Bodhidharma, Shaolin and the Wutang Clan

While sorting through pictures from last weeks trip to Japan I ran across these paper mache dolls from the Zen temple in Fujioka. What an experience to go from the solemn hues of the temple structures to these colorful dolls. These figurines of Bodhidharma are used to solidify a practitioner's wish for the future. At the turn of the year the dolls are piled up and burned as a way to release the prayers into the world.

For those unfamiliar with Bodhidharma he is the 28th member of the Buddhist lineage originating with the Śākyamuni Buddha. He is considered the first patriarch of Chinese Buddhism after he brought the religion to the Shaolin Monastary in Henan province. Being from south India the Chinese described him as "the blue eyed barbarian". (Click here for more on Bodhidharma) His large eyes along with furrowed brows and elongated ears would have made him stand out like a sore thumb in rural China. They helped create a tough persona that was backed by his intense meditation practice. Legend states he spent nine years in a remote cave meditating. After falling asleep in his seventh year he cut his eyelids off to prevent his sleeping. As the eyelids hit the ground the first tea leaves grew providing caffeine to help other meditators stay awake. His image is one of the most popular Buddhist icons of China and Japan.

You might recognize the name Shaolin from seventies era Kung Fu movies. Click here to see Jet Li's first film The Shaolin Temple. This connection goes back to Bodhidharma's introduction of martial arts practice to Shaolin's monks."Some Chinese accounts describe Bodhidharma as being disturbed by the poor physical shape of the Shaolin monks, after which he instructed them in techniques to maintain their physical condition as well as teaching meditation. He is said to have taught a series of external exercises called the Eighteen Arhat Hands (Shi-ba Lohan Shou), and an internal practice called the Sinew Metamorphosis Classic.[27] " The temple is still active and regarded as a premier training ground. Click here to see a clip from Empty Mind, a documentary about residents of the current day temple.

If you were a teenager in the nineties you might also recognize Shaolin from the Wu Tang Clan. The famous rap group made numerous references to Shaolin in their album Enter the Wu-Tang (36 Chambers). They even made a Play Station video game, Wu-Tang: Shaolin Style, that featured Method Man, RZA, and other members fighting martial arts masters. Although they only embrace the violent side of martial arts I think it is cool that a major rap group would ally themselves with an ancient Buddhist temple. Financially the game was a brilliant marketing scheme to attract young male gamers to Wu Tang's music. It makes me think I should produce a ceramic combat game.
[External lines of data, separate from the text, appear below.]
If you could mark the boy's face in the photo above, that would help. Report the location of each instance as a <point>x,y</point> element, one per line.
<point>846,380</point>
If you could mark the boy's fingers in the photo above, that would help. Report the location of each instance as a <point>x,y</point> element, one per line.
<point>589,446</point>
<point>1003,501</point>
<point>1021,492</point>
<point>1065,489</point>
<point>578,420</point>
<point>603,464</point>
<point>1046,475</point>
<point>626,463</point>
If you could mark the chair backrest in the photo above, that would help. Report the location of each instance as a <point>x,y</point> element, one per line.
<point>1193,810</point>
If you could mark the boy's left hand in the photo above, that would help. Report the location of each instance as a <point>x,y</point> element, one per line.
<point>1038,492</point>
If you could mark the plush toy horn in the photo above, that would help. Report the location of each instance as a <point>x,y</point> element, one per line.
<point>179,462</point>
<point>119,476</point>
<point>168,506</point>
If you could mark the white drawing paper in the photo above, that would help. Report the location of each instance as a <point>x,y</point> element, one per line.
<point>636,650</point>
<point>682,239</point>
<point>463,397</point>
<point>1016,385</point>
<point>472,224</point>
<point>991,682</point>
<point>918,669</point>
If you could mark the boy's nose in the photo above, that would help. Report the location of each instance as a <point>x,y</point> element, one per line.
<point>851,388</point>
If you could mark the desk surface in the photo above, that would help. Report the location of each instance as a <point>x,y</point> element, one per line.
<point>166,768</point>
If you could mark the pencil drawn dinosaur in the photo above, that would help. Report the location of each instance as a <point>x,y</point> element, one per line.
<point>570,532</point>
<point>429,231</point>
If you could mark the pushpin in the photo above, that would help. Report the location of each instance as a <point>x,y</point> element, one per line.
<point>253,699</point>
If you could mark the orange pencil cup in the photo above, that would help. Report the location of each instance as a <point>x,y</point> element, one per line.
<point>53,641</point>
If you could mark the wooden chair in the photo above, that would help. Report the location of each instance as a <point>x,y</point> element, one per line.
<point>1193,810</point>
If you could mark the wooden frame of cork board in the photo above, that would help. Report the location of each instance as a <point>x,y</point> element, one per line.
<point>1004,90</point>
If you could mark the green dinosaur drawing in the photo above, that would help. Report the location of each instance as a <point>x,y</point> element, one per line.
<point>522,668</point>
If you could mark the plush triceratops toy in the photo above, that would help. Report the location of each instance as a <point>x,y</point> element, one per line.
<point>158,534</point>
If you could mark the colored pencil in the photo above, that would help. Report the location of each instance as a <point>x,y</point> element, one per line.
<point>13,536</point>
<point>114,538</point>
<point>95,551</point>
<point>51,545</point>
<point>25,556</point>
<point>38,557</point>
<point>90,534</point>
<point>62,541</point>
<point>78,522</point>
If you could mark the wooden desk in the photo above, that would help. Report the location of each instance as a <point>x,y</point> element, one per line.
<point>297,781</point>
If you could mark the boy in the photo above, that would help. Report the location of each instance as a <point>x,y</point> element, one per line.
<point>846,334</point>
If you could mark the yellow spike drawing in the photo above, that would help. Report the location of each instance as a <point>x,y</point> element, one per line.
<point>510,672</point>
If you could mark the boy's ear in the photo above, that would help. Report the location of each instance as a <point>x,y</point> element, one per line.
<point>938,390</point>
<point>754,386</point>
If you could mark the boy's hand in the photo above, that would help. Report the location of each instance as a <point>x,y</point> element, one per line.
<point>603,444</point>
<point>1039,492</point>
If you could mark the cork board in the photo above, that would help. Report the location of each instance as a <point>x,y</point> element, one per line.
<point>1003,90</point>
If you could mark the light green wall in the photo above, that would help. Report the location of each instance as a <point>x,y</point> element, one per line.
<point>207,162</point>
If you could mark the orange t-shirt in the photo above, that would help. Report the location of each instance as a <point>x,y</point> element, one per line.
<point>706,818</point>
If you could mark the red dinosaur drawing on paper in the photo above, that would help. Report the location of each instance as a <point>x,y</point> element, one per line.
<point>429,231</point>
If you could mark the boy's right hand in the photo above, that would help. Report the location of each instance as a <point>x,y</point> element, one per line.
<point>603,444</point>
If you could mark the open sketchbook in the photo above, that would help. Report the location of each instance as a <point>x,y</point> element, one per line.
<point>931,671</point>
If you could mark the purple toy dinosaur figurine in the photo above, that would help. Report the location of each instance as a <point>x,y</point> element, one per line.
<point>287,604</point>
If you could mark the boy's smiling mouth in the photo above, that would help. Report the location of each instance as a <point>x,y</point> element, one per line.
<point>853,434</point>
I'd like to see Shoji Hamada fight a Terracotta warrior. With a game like that we could recruit a whole new generation of ceramic artists/gamers.

The intersection between Buddhism and martial arts might have started in Shaolin but it became famous with Japan's Samurai class. They were often practitioners of Zen, a religious form that resulted from the mixing of Chinese Taoism and Buddhism. Ceramic artists owe much to the Samurai as they were instrumental in establishing the tea ceremony. Through this ritual both Buddhism and pottery where elevated in Japanese culture. During my stay in Japan I filmed a tea ceremony that my friend performed for me. In the next few weeks I will post that video and lots of images I took while visiting Mashiko and Tokyo.